Oh God. The tables. When the Powers That Be ordered these light-pine topped tables for our classroom, I’ve often wondered if they were thinking about dainty ballerinas coming for a tea party instead of the mud-painting, rambunctious first graders we have coming in today.


The tabletops are already stained irreparably in a few spots. I cringe every time an admissions tour group comes by, fearful they’ll judge our space.


'Tsk tsk tsk. Will you just LOOK at that furniture. How could we pay 30K in tuition for SUCH a ragtag institution?'



But I believe strongly in kids making messes. And I hate the thought that our first graders will take less risks in their work because they think they're responsible for keeping the tables tidy. That’s my job.

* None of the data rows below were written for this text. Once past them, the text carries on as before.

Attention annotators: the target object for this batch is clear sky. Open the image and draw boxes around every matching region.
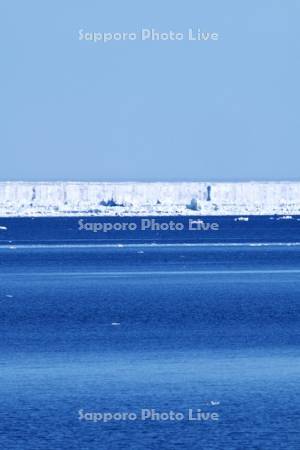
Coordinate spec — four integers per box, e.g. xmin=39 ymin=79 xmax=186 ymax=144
xmin=0 ymin=0 xmax=300 ymax=180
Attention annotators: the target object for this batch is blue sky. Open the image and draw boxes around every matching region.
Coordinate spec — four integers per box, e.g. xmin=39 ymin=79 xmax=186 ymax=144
xmin=0 ymin=0 xmax=300 ymax=180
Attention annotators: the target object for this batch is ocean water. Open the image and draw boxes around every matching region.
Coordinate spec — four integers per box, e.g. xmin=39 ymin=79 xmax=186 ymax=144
xmin=0 ymin=218 xmax=300 ymax=450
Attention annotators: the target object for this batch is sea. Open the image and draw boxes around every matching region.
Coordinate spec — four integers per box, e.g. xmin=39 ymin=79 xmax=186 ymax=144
xmin=0 ymin=216 xmax=300 ymax=450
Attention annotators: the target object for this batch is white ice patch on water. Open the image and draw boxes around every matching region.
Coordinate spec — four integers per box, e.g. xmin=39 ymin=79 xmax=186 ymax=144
xmin=0 ymin=182 xmax=300 ymax=216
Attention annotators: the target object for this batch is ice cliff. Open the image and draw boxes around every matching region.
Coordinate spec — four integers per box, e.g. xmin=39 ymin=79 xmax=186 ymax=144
xmin=0 ymin=182 xmax=300 ymax=217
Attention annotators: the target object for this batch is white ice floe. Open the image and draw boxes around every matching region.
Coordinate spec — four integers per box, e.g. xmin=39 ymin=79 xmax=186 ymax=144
xmin=0 ymin=181 xmax=300 ymax=217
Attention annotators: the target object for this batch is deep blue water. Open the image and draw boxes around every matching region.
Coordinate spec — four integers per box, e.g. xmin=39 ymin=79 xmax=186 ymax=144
xmin=0 ymin=216 xmax=300 ymax=245
xmin=0 ymin=219 xmax=300 ymax=450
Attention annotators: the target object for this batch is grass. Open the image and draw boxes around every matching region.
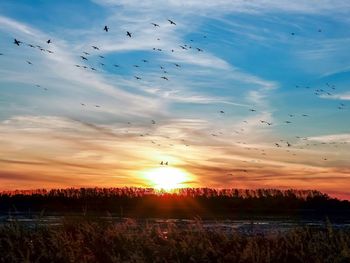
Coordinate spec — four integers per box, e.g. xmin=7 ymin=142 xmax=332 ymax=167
xmin=0 ymin=217 xmax=350 ymax=263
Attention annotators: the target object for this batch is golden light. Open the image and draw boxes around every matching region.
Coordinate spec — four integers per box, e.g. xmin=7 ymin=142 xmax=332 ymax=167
xmin=143 ymin=167 xmax=191 ymax=191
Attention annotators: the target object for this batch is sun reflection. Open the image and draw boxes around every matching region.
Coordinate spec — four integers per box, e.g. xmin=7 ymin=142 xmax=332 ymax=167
xmin=143 ymin=167 xmax=191 ymax=191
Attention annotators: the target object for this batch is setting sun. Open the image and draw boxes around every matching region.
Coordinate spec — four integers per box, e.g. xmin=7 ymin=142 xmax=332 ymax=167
xmin=144 ymin=167 xmax=190 ymax=190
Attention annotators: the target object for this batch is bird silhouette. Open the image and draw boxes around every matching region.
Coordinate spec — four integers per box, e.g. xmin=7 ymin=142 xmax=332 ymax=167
xmin=13 ymin=38 xmax=22 ymax=46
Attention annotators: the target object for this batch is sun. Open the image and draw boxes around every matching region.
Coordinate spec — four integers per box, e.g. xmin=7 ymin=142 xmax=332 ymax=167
xmin=144 ymin=167 xmax=190 ymax=191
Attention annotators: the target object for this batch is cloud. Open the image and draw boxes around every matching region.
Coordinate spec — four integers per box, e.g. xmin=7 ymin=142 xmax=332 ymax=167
xmin=320 ymin=92 xmax=350 ymax=100
xmin=308 ymin=133 xmax=350 ymax=143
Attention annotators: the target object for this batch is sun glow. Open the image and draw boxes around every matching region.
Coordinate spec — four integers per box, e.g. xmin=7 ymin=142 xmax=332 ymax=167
xmin=144 ymin=167 xmax=190 ymax=191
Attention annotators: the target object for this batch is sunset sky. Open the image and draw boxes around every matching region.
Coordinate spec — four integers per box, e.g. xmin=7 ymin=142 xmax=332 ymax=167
xmin=0 ymin=0 xmax=350 ymax=199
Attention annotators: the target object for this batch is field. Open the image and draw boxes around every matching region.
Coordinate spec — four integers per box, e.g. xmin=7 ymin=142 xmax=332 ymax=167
xmin=0 ymin=188 xmax=350 ymax=263
xmin=0 ymin=216 xmax=350 ymax=263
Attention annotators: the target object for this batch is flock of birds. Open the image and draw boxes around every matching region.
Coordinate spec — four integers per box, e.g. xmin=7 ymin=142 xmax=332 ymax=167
xmin=0 ymin=19 xmax=348 ymax=172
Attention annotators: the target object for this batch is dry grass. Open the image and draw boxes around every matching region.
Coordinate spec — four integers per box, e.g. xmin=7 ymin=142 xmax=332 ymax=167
xmin=0 ymin=218 xmax=350 ymax=263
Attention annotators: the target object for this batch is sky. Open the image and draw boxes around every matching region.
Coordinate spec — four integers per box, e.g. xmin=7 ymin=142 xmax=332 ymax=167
xmin=0 ymin=0 xmax=350 ymax=199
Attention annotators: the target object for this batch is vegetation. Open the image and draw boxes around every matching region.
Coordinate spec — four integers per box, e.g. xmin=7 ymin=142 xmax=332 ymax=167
xmin=0 ymin=217 xmax=350 ymax=263
xmin=0 ymin=187 xmax=350 ymax=218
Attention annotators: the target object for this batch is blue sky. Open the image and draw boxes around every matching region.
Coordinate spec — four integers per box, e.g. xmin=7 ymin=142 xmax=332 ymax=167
xmin=0 ymin=0 xmax=350 ymax=198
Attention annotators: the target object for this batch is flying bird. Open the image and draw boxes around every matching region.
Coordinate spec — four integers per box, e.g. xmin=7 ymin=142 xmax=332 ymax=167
xmin=13 ymin=39 xmax=22 ymax=46
xmin=168 ymin=19 xmax=176 ymax=26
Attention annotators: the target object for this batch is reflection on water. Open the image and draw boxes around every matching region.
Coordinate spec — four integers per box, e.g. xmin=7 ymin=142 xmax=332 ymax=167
xmin=0 ymin=214 xmax=350 ymax=234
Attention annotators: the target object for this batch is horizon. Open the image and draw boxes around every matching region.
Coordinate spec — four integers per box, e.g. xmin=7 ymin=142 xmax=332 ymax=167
xmin=0 ymin=0 xmax=350 ymax=200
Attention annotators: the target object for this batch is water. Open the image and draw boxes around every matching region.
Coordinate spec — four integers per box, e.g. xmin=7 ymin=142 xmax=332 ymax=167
xmin=0 ymin=213 xmax=350 ymax=234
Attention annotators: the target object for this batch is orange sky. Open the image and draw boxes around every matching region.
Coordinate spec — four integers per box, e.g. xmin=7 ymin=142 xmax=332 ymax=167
xmin=0 ymin=116 xmax=350 ymax=199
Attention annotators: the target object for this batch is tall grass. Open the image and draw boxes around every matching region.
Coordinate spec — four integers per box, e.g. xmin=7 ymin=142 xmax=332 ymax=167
xmin=0 ymin=217 xmax=350 ymax=263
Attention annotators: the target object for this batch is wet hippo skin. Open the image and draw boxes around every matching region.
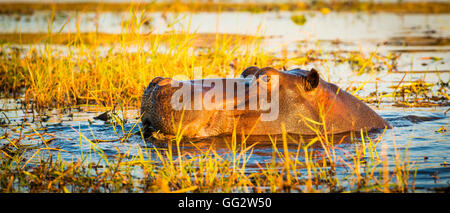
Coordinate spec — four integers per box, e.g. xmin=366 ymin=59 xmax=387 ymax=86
xmin=141 ymin=67 xmax=390 ymax=138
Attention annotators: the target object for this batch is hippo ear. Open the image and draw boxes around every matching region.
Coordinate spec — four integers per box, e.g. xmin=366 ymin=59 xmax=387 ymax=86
xmin=305 ymin=68 xmax=320 ymax=91
xmin=241 ymin=66 xmax=259 ymax=78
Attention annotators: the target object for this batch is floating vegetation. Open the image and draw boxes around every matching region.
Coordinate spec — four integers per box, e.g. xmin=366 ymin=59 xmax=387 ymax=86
xmin=291 ymin=14 xmax=306 ymax=26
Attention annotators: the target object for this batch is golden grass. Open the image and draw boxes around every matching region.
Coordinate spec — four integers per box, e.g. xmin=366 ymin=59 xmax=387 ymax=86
xmin=0 ymin=1 xmax=450 ymax=13
xmin=0 ymin=3 xmax=440 ymax=192
xmin=0 ymin=110 xmax=414 ymax=193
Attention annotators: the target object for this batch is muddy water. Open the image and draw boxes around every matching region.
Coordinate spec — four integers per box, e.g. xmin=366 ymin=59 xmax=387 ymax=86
xmin=0 ymin=12 xmax=450 ymax=192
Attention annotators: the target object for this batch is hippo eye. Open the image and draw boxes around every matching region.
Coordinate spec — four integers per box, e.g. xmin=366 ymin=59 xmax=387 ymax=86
xmin=261 ymin=75 xmax=270 ymax=83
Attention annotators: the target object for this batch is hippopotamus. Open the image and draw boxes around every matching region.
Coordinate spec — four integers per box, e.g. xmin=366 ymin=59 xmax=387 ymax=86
xmin=141 ymin=66 xmax=391 ymax=138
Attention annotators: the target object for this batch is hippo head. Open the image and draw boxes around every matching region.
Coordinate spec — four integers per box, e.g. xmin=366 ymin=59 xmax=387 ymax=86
xmin=141 ymin=66 xmax=388 ymax=137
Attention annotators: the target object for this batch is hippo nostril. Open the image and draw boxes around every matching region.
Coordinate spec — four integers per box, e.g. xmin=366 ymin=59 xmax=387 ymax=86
xmin=150 ymin=77 xmax=164 ymax=85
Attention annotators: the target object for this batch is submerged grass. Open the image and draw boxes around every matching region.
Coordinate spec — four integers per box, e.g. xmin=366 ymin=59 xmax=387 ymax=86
xmin=0 ymin=107 xmax=414 ymax=193
xmin=0 ymin=4 xmax=442 ymax=192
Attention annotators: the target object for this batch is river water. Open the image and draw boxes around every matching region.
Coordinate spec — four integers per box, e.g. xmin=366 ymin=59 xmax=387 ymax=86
xmin=0 ymin=11 xmax=450 ymax=192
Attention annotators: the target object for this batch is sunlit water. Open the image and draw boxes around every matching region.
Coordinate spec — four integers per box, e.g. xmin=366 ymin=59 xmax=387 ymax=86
xmin=0 ymin=9 xmax=450 ymax=191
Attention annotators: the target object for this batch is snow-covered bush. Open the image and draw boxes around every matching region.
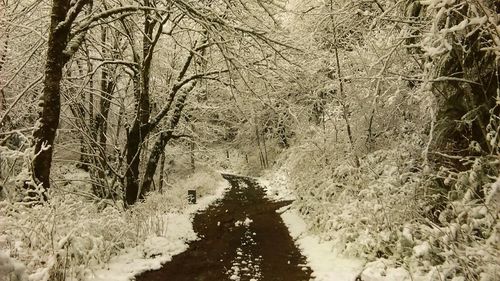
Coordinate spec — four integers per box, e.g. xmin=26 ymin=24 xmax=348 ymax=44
xmin=0 ymin=164 xmax=222 ymax=281
xmin=271 ymin=133 xmax=500 ymax=281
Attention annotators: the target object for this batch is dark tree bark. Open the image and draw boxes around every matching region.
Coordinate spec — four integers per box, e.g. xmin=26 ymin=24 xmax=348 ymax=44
xmin=141 ymin=87 xmax=195 ymax=198
xmin=32 ymin=0 xmax=87 ymax=197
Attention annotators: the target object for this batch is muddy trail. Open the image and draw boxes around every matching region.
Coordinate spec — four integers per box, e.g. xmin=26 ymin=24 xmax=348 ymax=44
xmin=136 ymin=175 xmax=311 ymax=281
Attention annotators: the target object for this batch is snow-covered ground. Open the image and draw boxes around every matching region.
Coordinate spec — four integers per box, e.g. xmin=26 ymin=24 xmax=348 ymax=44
xmin=87 ymin=181 xmax=229 ymax=281
xmin=261 ymin=144 xmax=500 ymax=281
xmin=260 ymin=176 xmax=364 ymax=281
xmin=0 ymin=167 xmax=229 ymax=281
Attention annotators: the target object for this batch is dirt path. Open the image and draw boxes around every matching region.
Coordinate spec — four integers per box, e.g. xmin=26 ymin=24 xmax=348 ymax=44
xmin=136 ymin=175 xmax=311 ymax=281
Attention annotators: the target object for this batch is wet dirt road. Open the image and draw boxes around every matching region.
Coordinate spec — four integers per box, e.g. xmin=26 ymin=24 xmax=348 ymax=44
xmin=136 ymin=175 xmax=311 ymax=281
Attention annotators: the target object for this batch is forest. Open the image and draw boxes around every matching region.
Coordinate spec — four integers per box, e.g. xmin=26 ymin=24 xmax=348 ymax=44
xmin=0 ymin=0 xmax=500 ymax=281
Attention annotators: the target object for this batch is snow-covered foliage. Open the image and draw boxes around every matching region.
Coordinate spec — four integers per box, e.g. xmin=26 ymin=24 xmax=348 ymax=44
xmin=0 ymin=164 xmax=227 ymax=281
xmin=269 ymin=139 xmax=500 ymax=280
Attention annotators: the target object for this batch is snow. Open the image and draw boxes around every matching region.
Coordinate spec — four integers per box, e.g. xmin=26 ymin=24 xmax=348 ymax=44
xmin=259 ymin=172 xmax=364 ymax=281
xmin=0 ymin=251 xmax=26 ymax=281
xmin=86 ymin=179 xmax=228 ymax=281
xmin=281 ymin=209 xmax=363 ymax=281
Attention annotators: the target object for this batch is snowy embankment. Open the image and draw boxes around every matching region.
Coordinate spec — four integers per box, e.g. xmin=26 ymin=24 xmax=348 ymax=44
xmin=87 ymin=181 xmax=229 ymax=281
xmin=262 ymin=144 xmax=500 ymax=281
xmin=0 ymin=165 xmax=228 ymax=281
xmin=260 ymin=173 xmax=364 ymax=281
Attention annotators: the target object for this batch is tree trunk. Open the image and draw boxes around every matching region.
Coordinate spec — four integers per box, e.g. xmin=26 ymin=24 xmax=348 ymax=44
xmin=28 ymin=0 xmax=70 ymax=195
xmin=158 ymin=150 xmax=165 ymax=193
xmin=141 ymin=89 xmax=194 ymax=197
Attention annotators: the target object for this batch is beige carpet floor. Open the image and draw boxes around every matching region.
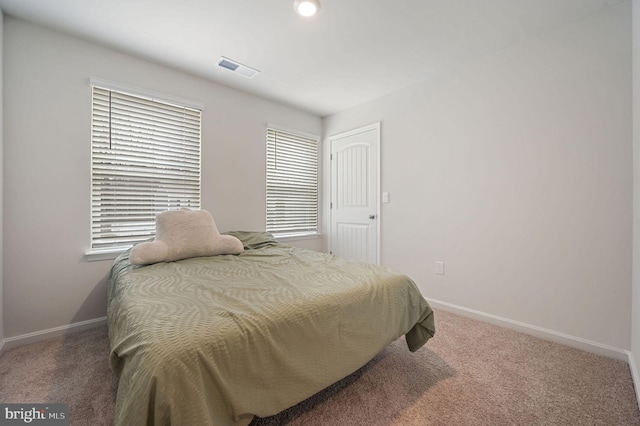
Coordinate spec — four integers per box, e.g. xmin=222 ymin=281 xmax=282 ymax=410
xmin=0 ymin=310 xmax=640 ymax=426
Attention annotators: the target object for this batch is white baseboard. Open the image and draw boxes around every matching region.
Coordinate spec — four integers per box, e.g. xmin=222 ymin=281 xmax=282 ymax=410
xmin=0 ymin=317 xmax=107 ymax=355
xmin=427 ymin=299 xmax=640 ymax=362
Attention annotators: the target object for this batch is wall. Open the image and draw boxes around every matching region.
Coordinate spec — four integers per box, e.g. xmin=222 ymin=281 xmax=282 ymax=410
xmin=0 ymin=10 xmax=4 ymax=354
xmin=323 ymin=3 xmax=632 ymax=353
xmin=3 ymin=17 xmax=322 ymax=337
xmin=629 ymin=0 xmax=640 ymax=401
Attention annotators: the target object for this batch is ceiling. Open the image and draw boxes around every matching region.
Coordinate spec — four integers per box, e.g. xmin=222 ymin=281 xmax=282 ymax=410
xmin=0 ymin=0 xmax=629 ymax=116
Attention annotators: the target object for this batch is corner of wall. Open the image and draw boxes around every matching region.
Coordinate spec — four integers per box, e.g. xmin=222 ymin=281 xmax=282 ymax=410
xmin=629 ymin=0 xmax=640 ymax=410
xmin=0 ymin=10 xmax=5 ymax=356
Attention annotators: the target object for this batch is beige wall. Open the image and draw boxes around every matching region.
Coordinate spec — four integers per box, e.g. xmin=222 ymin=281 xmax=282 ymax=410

It’s what I tell my students that every time they start bickering and policing each other. “That’s a teacher job.” Well, keeping a neat and orderly classroom is a teacher job. I want my bologanfini artists and soil scientists to only think about making messes. And learning from them.



Sure enough, within the first class, Ryan is in tears. He points to the stains on his shirt. It looks like someone splatted some chocolate pudding across his shirt. “I have all these spots! Everywhere! I’m sorry!”


I’m stunned for a moment. Why is he apologizing? And then it hits me. He must get into trouble at home for making a mess. My heart feels like a powerful vise has clamped around it, wrenching all kinds of pains from my normally professional exterior. I inwardly command the tears to HALT! The last thing Ryan needs is to see me looking upset. I grin widely at him and throw my arms wide.


“Now that’s what I call an artist and scientist!” He stares at me, his shirt temporarily forgotten.


“Sometimes scientists and artists make messes as they work,” I explain with what I hope is a comforting smile. “In this room, you don’t get in trouble for that. In fact, I’m proud of you for persevering past all setbacks, including things like this. And in fact -”


Now Ryan is spellbound as he watches me take the paintbrush from my teaching cart and purposely smear some of mud on my own shirt. All my clothes have stains and smears that can be traced back to moments like this, when I sacrificed cleanliness to tend to a child's heart.


Just so you know, they were all totally worth it.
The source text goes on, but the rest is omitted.